Закон Геккеля можно применять гуманитарно: приобщающийся к литературе одновременно проходит ее развитие заново. Тексты Зощенко здесь неотъемлемы. Вот слова уже народные: "Будущее русской литературы – ее прошлое". В этой фразе есть коварство и двусмысленность.
ПУТЬ БРО…
Текст начат за здравие и хорошо начат. Окончен – за упокой. На одной механике. Да и всю трилогию следовало бы подсократить. Много лишнего. Много повторов. Поменьше бы ударять молотом…
Авторы стремятся к творению однодневок, заранее кладутся на лопатки, превращают удачнейшие замыслы в черепки, не стремятся быть великими.
Еще один писатель. Павел Крусанов. Его безукоризненный роман "Где венку не лечь" ("Ночь внутри") достоин высочайшей премии. Только вот беда: "Венок" уже написал Маркес и назвал его "Сто лет одиночества". А новые тексты Крусанова? Масса эстетических удач. Но при этом – однотипные поездки по сельской местности и ловля жуков! Такая тематика мигрирует из одного произведения в другое. Многочисленные описания застолий, чистка зубов. Романы не сценарии, черт (или Мураками) возьми!
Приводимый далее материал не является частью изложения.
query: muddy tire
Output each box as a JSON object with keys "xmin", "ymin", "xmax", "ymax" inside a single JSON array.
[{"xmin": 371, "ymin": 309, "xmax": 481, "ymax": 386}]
А сверхновые тексты Сорокина и Крусанова? Эту Кысь, которая туда прыгнула, следовало бы высечь!
Кстати, Пелевин и Сорокин после, э-э-э, …третьего и, соответственно, пятого года: кто на самом деле писал их тексты? Интересуетесь? Тогда профинансируйте матлингвистов, дабы доподлинно разобрались. Правда, еще в прошлом тысячелетии газета "Гуманитарный фонд" (и не только) вворачивала нам хитрую песню об Александре Курносове (не Крусанове) – авторе всех текстов Сорокина. Комментариев по этому поводу не было. А начиная с вещицы "День опричника" и за Курносова (хи-хи!) пишет кто-то другой?